S&S: What inspired you to go into science and, in particular, into marine biology and environmental informatics?
McGlade: I was brought up living by the sea and it was just one of those crazy magnetic effects. I felt that I knew more about the sea, by the time I was ten years old, than about anything else. I went sailing, I was in the water every day and, if I had a choice it would probably be my medium of choice rather than being on land.

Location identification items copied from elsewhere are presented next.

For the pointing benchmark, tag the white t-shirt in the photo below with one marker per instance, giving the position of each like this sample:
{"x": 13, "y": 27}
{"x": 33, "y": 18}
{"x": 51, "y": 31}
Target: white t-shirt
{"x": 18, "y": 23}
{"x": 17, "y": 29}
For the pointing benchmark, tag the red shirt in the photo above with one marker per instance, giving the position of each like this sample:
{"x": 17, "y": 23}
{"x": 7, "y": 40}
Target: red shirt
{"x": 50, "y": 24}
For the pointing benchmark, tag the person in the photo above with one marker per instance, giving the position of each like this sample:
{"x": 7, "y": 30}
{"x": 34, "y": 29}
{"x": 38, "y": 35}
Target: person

What was fascinating in terms of science was that it was clear that the natural world represented the whole mixture. Although I was studying physics, chemistry, and biology, I saw that they all came together in ecosystems. I really never had any doubts that I wanted to be a marine ecologist, right from the very beginning. Then, more and more, as I got interested in what was happening in the world, even when I was quite young—and particularly because I was sailing a lot and doing lots of analytical work and looking at the weather and race tactics and so on—I began to understand the importance of forecasting, of having information so that you could really do things which may be quite critical. That is why I chose to go into marine sciences.
S&S: Do you scuba dive?
McGlade: I have been scuba diving since I was 15. In those days, it was quite young to do that. What fascinated me was anything to do with being able to go under water, to be immersed in the whole ecology that I wanted to study. I’ve been on expeditions to places where no one has ever been before, where no humans have ever dived. I’ve seen many species around the world that had not yet been described. That, combined with sailing, has been just a passion for me. I am a water baby, if you might call it that.